Leyendas del Mar Desconocido II "El Pintor de Piazza Navona"


Acaecía los años cincuenta cuando, en uno de los rincones más bellos y destacados de Roma, Italia, se asentaba un joven pintor de cuadros ambulante. Deseoso de compartir su arte con los millares de turistas y de paso, ganarse lo que necesitaba para vivir.
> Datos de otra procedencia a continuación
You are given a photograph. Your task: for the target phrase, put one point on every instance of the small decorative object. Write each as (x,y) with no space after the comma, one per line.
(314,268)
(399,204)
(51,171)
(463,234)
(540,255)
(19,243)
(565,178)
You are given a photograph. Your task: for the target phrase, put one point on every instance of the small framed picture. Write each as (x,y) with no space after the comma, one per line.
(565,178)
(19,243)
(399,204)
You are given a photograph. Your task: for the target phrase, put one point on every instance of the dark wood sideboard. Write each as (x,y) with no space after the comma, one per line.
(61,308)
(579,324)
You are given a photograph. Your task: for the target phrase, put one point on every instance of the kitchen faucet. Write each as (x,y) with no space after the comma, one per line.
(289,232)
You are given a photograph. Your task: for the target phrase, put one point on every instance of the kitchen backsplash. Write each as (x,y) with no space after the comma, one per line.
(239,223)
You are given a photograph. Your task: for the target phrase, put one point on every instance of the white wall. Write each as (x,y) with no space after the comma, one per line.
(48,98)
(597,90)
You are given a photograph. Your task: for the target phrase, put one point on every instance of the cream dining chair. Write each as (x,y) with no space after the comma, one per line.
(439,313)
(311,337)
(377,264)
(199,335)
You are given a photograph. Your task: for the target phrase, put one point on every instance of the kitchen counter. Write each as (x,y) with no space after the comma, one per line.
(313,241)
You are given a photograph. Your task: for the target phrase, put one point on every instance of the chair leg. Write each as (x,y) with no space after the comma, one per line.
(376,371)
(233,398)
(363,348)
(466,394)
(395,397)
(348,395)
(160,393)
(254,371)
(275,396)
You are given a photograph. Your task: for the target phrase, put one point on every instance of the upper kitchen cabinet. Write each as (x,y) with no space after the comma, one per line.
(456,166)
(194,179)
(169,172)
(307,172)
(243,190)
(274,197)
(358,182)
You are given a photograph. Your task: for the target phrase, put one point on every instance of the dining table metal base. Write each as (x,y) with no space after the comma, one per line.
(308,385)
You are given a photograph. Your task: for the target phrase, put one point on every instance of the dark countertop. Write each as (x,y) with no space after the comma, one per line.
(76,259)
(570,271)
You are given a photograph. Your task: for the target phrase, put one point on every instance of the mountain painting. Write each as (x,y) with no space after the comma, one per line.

Comenzó, pues por presentar su trabajo en la famosísima Piazza Navona, lugar en el que, muchos cientos de años antes, se había alzado el gran Stadium del emperador Domiciano. Y, como parecía en esos tiempos una idea original y maravillosa, tuvo en ese entonces mucho éxito. Decenas de turistas se agolpaban frente al joven pintor para verlo trabajar en su arte y muchos peleaban por sus pinturas hasta el punto de que se llegaban a formar pequeños remates entre los visitantes. 
Pero poco a poco el joven comenzó a tener competencia y, a medida que los años avanzaban, la gran Piazza, como muchos otros lugares en las grandes metrópolis europeas, comenzó a llenarse de cientos de vendedores y artistas ambulantes que molestaban a los ciudadanos y aturdían a los turistas. Se llegó al punto en que se sacaron leyes que hacían ilegal la venta de cucherías en algunos lugares y la policía iba de aquí para allá verificando a quienes las vendían.
Tal caso no fue el del pintor, que, sin embargo, perdió gran parte de su clientela y comenzó a tener problemas para conseguir el pan de cada día. Llegando ya a la treintena, las cosas se le complicaban para conseguir trabajo y pintar al mismo tiempo y hubiese dejado ya su "hobbie" de no ser por un extraño admirador que permanecía fiel a él.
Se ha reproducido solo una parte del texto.